Ciavaldini raises another central question: the impossibility of an isolated solution, country by country: “It is very important that the curve be flattened in the countries that surround us and the whole world. Colombia and Brazil currently have a really regrettable projection, and while the epidemic continues its course there, here we cannot claim victory. ”
The prospect of a quarantine exit is uncertain at the moment, both in time and in form. Ciavaldini mentions the possibility of “periodic quarantines” mentioned by Jorge Rodríguez, where “we go out on the street in a monitored system, probably everyone with a mask, a lot of vigilance, and when there is an outbreak, they go back to quarantine.”
The possibility of a definitive solution implies the appearance of a vaccine, or of a “viricide, a medicine that can destroy the virus, which if an infected person presents, can destroy the virus without complications in the health of the individual and does not spread the illness.”
In this regard, the Venezuelan doctor states: “I have heard about two medications, ivermectin, which is an antiparasitic, apparently there is evidence that they have seen in vitro, that is, outside of humans, that has inhibited or killed the virus. And there is another substance, chlorine dioxide, which is very promising. ”

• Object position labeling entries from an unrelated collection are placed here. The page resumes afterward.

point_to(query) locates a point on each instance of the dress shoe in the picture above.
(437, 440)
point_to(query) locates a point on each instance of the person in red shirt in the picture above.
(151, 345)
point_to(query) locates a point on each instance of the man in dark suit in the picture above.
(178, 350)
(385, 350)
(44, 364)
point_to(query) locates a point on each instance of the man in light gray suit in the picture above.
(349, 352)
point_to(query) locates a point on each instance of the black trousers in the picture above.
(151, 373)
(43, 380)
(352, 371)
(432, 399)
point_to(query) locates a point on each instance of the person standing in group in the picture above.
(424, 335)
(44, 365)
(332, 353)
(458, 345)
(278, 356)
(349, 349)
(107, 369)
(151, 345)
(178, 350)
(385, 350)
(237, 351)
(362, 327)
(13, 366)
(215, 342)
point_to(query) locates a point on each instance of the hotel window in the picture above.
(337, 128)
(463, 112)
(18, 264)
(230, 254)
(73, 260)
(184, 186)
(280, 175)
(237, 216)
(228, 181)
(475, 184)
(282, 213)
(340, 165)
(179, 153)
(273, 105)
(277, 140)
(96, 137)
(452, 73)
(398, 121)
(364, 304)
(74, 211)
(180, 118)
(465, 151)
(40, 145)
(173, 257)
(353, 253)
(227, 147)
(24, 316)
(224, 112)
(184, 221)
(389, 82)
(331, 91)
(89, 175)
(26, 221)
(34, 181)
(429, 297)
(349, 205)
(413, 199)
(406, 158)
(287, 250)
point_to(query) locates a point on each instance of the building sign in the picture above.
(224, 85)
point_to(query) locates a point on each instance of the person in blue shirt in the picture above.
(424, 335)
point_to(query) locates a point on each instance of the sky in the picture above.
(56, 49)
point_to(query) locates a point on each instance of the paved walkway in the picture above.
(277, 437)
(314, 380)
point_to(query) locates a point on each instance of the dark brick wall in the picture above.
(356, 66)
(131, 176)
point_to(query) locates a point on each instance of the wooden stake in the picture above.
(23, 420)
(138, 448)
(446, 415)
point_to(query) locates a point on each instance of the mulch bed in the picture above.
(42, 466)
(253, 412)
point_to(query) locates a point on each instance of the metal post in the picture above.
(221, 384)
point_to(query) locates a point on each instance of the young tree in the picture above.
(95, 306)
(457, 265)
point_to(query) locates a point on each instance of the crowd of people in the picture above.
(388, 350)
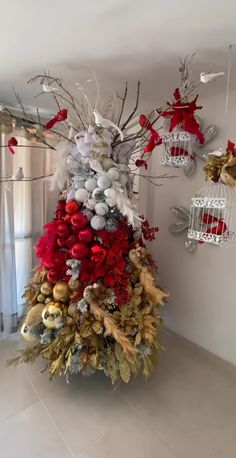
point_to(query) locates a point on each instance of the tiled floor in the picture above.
(188, 410)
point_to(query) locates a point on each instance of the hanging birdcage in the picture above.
(213, 214)
(177, 148)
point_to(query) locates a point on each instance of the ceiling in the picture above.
(118, 39)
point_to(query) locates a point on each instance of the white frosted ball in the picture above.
(81, 195)
(123, 179)
(107, 163)
(110, 202)
(90, 204)
(90, 184)
(104, 181)
(97, 222)
(98, 194)
(101, 209)
(110, 193)
(113, 173)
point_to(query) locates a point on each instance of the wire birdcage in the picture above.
(213, 214)
(177, 148)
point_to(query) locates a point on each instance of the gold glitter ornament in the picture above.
(46, 288)
(61, 291)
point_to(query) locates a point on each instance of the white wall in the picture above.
(202, 285)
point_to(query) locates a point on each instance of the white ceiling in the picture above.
(119, 39)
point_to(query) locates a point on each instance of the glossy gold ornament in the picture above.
(73, 284)
(61, 291)
(52, 316)
(46, 288)
(41, 298)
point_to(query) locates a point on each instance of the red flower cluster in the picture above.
(147, 231)
(182, 113)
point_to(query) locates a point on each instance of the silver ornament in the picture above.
(113, 173)
(101, 208)
(98, 195)
(81, 195)
(97, 222)
(111, 225)
(104, 181)
(90, 184)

At the moment, what are used are “adjuvant treatments, that is, they are aimed not so much at killing the virus as such, but at the complications of patients who acquire the infection.”
While working on the discovery of a virucidal, or a vaccine – which it has been publicly stated that it could take between 12 and 18 months – the objective is to keep the curve under control, decrease new cases to zero, and recover those who have become ill. This process, a fragile one taking into account the complexity of the epidemic, is what Venezuela seeks to achieve and maintain.